Malrotation is a congenital condition where the abnormality of the bowel occurs. This means that the baby will have intestines that are not located at the right position. This leads to many problems such as Ladd’s bands and volvulus. Let us learn more about intestinal malrotation.
A developing fetus is about 5 weeks old, the intestine exits the fetal body and enters the amniotic fluid. There it gets more space to continue its growth. After about 10 weeks, the intestine again enters the abdomen and undergoes two rotations. At times, the intestine does not make the necessary turns and leads to intestinal malroation.
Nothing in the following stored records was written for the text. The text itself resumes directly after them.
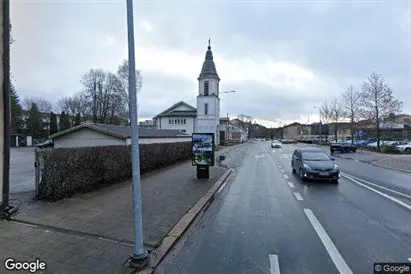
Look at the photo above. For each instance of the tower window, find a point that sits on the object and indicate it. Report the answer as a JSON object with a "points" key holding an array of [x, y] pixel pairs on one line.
{"points": [[206, 88]]}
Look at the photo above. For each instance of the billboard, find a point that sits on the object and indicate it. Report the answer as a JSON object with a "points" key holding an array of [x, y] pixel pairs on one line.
{"points": [[203, 149]]}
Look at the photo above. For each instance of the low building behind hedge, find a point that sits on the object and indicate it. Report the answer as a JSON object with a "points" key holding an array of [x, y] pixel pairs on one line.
{"points": [[62, 172]]}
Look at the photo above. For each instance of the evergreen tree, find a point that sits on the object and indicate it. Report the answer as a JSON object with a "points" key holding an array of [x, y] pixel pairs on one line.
{"points": [[53, 124], [35, 124], [16, 110], [77, 120], [64, 121]]}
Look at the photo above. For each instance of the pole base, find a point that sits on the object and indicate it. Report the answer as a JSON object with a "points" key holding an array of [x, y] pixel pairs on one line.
{"points": [[138, 264]]}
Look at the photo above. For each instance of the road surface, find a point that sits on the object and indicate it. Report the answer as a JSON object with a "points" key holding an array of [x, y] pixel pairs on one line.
{"points": [[266, 220]]}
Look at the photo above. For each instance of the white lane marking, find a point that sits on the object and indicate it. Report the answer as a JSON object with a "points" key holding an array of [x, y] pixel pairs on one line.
{"points": [[369, 183], [221, 187], [379, 192], [328, 244], [298, 196], [274, 265]]}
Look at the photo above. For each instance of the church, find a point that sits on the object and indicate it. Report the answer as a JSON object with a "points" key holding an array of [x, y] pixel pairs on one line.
{"points": [[205, 118]]}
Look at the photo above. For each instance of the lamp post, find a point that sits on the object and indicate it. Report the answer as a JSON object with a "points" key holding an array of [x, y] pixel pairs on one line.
{"points": [[319, 125], [140, 255]]}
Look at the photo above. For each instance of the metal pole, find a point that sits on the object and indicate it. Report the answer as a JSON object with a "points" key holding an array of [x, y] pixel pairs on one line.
{"points": [[6, 105], [319, 110], [139, 252]]}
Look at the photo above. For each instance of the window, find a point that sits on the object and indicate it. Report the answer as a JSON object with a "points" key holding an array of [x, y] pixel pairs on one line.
{"points": [[206, 88]]}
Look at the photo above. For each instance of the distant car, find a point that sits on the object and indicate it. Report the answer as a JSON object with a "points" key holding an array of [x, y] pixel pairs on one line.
{"points": [[276, 144], [343, 147], [314, 163], [46, 144]]}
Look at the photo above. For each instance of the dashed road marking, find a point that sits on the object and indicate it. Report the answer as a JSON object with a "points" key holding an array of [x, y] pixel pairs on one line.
{"points": [[274, 265], [379, 192], [298, 196], [328, 244]]}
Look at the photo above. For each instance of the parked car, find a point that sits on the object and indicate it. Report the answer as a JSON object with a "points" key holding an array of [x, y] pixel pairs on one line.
{"points": [[46, 144], [276, 144], [343, 147], [314, 163], [404, 147]]}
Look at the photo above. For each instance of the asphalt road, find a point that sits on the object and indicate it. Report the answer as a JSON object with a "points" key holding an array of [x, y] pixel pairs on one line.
{"points": [[266, 220]]}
The condition itself is not of much health concern. However, it can lead to two serious complications as mentioned in the previous paragraph. About 1 in 500 children born in US suffer from malrotation. Many babies never develop any symptoms till they grow up to become children, teens and even adults. A few may never develop any problems all their life and the condition almost goes undetected.
The statistics show that babies who are born with intestinal malrotation get diagnosed as follows:
- 25 to 40% cases are detected in the first week of life
- 50 to 60% cases diagnosed within the first month of life
- 75 to 90% cases detected by the age1
Symptoms of Malrotation
In many children, the symptoms usually appear before they reach their first birthday. However, some never develop symptoms till they are older and few never develop any symptoms.
Symptoms appear only when the intestine gets blocked or the blood flow is cut off. The symptoms include:
- Green or yellow vomit that is also called as bilious as it contains bile
- Fussiness or crying non stop
- Tiredness or appears lethargic
- Stools are irregular, the baby may develop diarrhea, or blood stools or pass no stools at all
- Heart rate and respiration are rapid
- child looks sick
- The belly is swollen and tender to touch
Recurrent pain in the abdomen and vomiting is observed in children with chronic, uncorrected malrotation.
The exact cause of malroatation is unknown. It suspected to have a genetic link, as some cases recur in families.
Malrotation may sometimes lead to:
- Ladd’s bands - These are tissue bands that attach themselves to the first part of the small intestine (duodenum). This causes a blockage at the junction, where the duodenum meets the first part of the large intestine (colon). This prevents the food from passing through.
- Volvulus - The intestines tend to twist sharpy; squeezing the blood vessels that carrythe blood into the intestines. As the blood supply is cut off it can lead to damage and death of the intestinal tissue.
Intestinal malrotation is often detected after examination of the child and carrying out diagnostic tests. These tests include X-rays, CT scans and ultrasound of the abdomen. The doctor may carry out barium X-ray to observe the intestines more clearly and spot the location of the blockage.
The treatment for malrotation is surgery, especially when the child exhibits the symptoms. In case of volvulus, surgery is immediately required as it is a life-threatening condition.
The surgery options for malrotation include removal of the intestines. A nasogastric (NG) tube is inserted through the nose of child to empty the stomach. IV fluids are given to prevent dehydration, provide nutrition and antibiotics. The child will be given general anesthesia before the surgery.
The surgeon will make a small incision above the belly button and remove the intestines through it. The intestine will be untwisted and the Ladd’s band will be cut from the duodenum. If the intestines are pink and appear healthy, the surgeon will fold the small intestine into the right side of the belly and the large intestine into the left side of the stomach. This way the intestines won’t twist in the future. The way the intestines are placed now is not the normal positioning of the intestines. This means the appendix is not lying in its normal position. In case, the child develops appendicitis in the future, it will be hard to diagnose. Thus, the surgeon will remove the appendix during this surgery.
The incision is then closed and the child monitored for the next 24 to 48 hours. In case the blood flow is not good, another surgery will be performed to remove the segment of the intestine that is not healthy.
In case of damaged or dead tissue of intestine, due to lack of blood flow. The surgeon will remove that segment and keep the healthy tissue as much as possible. In some cases, two small openings called stoma will be made on the child’s body. Each open end of the cut intestine will be attached to these openings. One of the openings allows waste to collect in the plastic pouch attached on the outside. The other opening is to clean the lower intestine. This procedure is called Ostomy and the parents will be instructed well in advance regarding the procedure and its aftercare.
The ostomy in most cases is a temporary procedure. When the intestine is healthy, the surgeon will carry out another surgery to attach the two ends of the intestine and close the stoma. In case a large segment of intestine is removed, the ostomy will be a permanent procedure.
Malrotation can lead to many life-threatening complications. This can be treated only with surgery. Speak to the doctor or surgeon in detail regarding the condition and its long term effects on your child’s health.